Politicized "controlled choice" or real parental educational choice
Posted by Dr. Michael Sanera at 10:40 AM
The N&O reports here that the Wake County School Board’s Student Assignment Committee will hear from Michael Alves, a Boston-based education consultant.
Mr. Alves has helped other school districts develop “controlled choice” plans. At first glance, this might appear to be a positive development, but Mr. Alves is an outspoken critic of school choice plans that have closed the achievement gap and improved student achievement.
Specifically, Mr. Alves and his colleagues criticize the research of John Chubb and Terry Moe, co-authors of Politics, Markets & America’s Schools. Chubb and Moe’s research is based on data from more than 500 schools and more than 20,000 students. Their research shows that student achievement will only improve when districts de-politicize their operations by transferring power to parents who are able to select the school that best meets their children’s needs. Unencumbered parental choice, not politicized “controlled choice,” is the way to improve the education of all of Wake County’s students.
My op-ed in the N&O describes how the Wake County schools could transition into such a parental choice plan:
Bold reform means abandoning the failed top-down, central-office planning model in which parents, teachers, principals and students often feel that they are victims of school board and central office decisions.Instead, the district needs a bottom-up system that gives parents, teachers,principals and students real decision-making power.

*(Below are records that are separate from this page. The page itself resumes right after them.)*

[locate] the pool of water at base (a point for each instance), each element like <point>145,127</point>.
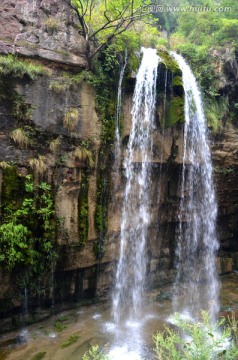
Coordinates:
<point>94,324</point>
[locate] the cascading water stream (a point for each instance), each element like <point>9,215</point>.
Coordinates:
<point>196,286</point>
<point>131,268</point>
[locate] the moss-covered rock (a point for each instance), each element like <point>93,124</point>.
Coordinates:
<point>175,112</point>
<point>170,104</point>
<point>170,63</point>
<point>83,208</point>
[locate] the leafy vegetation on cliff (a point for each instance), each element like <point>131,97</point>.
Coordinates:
<point>28,225</point>
<point>205,32</point>
<point>101,22</point>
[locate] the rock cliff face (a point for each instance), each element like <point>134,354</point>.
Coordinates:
<point>41,28</point>
<point>46,31</point>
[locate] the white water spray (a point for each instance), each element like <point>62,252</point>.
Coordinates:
<point>196,285</point>
<point>131,268</point>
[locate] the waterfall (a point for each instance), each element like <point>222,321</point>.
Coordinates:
<point>196,286</point>
<point>131,268</point>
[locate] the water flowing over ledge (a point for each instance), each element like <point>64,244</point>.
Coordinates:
<point>196,286</point>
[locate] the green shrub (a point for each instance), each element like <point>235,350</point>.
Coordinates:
<point>95,353</point>
<point>198,341</point>
<point>71,340</point>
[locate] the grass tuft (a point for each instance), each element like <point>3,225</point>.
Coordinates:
<point>71,119</point>
<point>10,64</point>
<point>83,154</point>
<point>38,164</point>
<point>20,137</point>
<point>54,145</point>
<point>39,356</point>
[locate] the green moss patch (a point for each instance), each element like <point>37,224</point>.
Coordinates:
<point>175,112</point>
<point>83,208</point>
<point>71,340</point>
<point>170,63</point>
<point>39,356</point>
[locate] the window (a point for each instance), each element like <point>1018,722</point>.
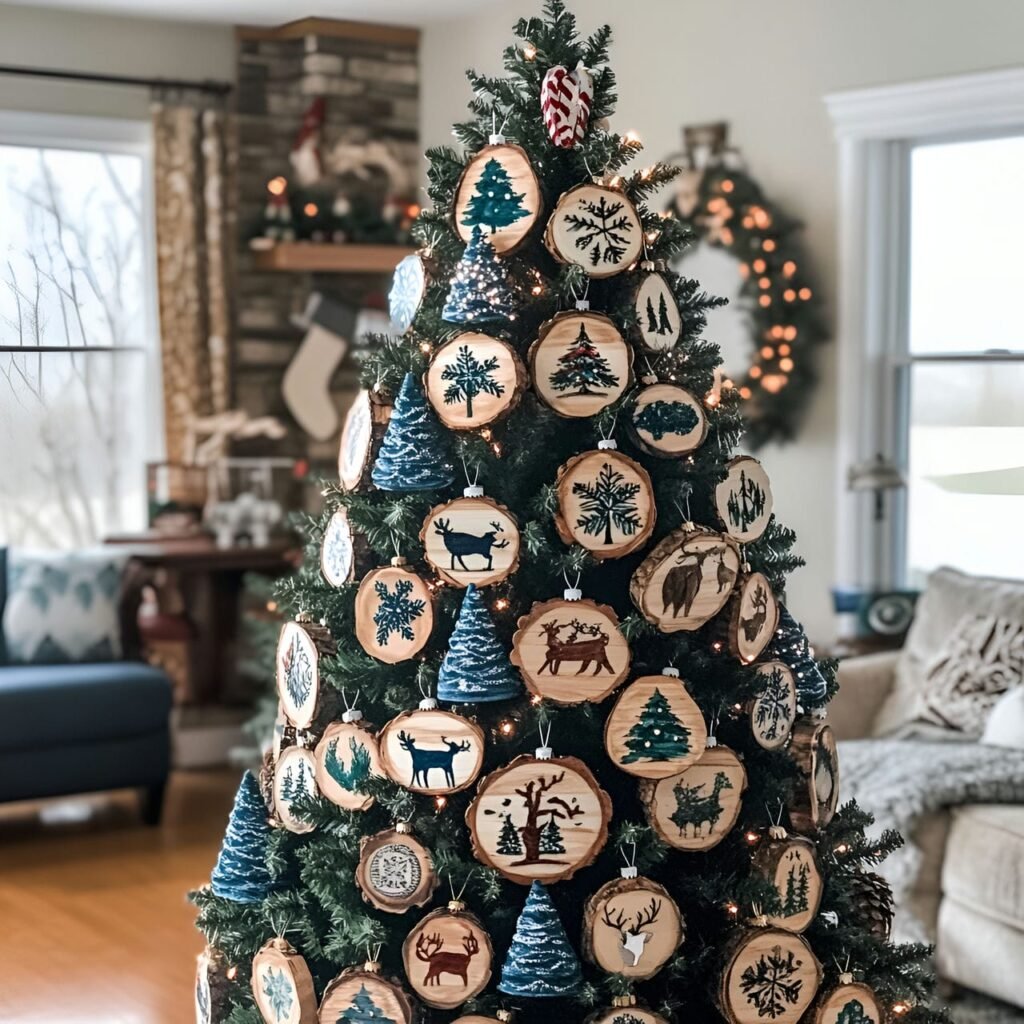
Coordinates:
<point>79,376</point>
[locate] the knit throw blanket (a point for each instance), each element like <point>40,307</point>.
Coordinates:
<point>902,780</point>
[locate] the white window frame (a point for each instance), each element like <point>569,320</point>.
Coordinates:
<point>876,130</point>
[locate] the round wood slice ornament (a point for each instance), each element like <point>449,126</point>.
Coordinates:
<point>539,818</point>
<point>597,227</point>
<point>771,975</point>
<point>474,380</point>
<point>697,808</point>
<point>395,870</point>
<point>755,616</point>
<point>631,927</point>
<point>471,540</point>
<point>430,751</point>
<point>605,502</point>
<point>816,795</point>
<point>667,421</point>
<point>363,993</point>
<point>570,649</point>
<point>448,956</point>
<point>686,579</point>
<point>743,499</point>
<point>580,363</point>
<point>283,985</point>
<point>394,612</point>
<point>774,710</point>
<point>500,193</point>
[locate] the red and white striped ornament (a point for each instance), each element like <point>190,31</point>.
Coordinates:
<point>566,97</point>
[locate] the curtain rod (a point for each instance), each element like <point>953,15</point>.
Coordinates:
<point>208,85</point>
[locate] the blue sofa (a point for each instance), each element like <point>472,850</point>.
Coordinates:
<point>85,727</point>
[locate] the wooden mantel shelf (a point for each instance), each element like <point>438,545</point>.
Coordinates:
<point>330,258</point>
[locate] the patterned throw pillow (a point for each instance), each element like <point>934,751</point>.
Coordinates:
<point>62,606</point>
<point>983,658</point>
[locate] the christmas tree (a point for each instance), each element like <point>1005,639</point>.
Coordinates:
<point>551,827</point>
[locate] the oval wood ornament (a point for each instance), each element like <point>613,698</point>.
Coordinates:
<point>283,985</point>
<point>580,363</point>
<point>500,193</point>
<point>448,956</point>
<point>605,503</point>
<point>686,579</point>
<point>774,710</point>
<point>539,818</point>
<point>471,540</point>
<point>755,616</point>
<point>474,380</point>
<point>743,499</point>
<point>697,808</point>
<point>395,870</point>
<point>430,751</point>
<point>570,650</point>
<point>394,612</point>
<point>655,729</point>
<point>596,227</point>
<point>771,975</point>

At a minimum, the Student Assignment Committee should also hear from Stanford University Professor Terry Moe, who would give the committee an alternative to the Mr. Alves politicized “controlled choice” option. The committee should also consider hearing from Dr. Jay Greene, who is the head of the Department of Education Reform at the University of Arkansas and author of Education Myths: What Special-Interest Groups Want You to Believe About Our Schools and Why it Isn’t So.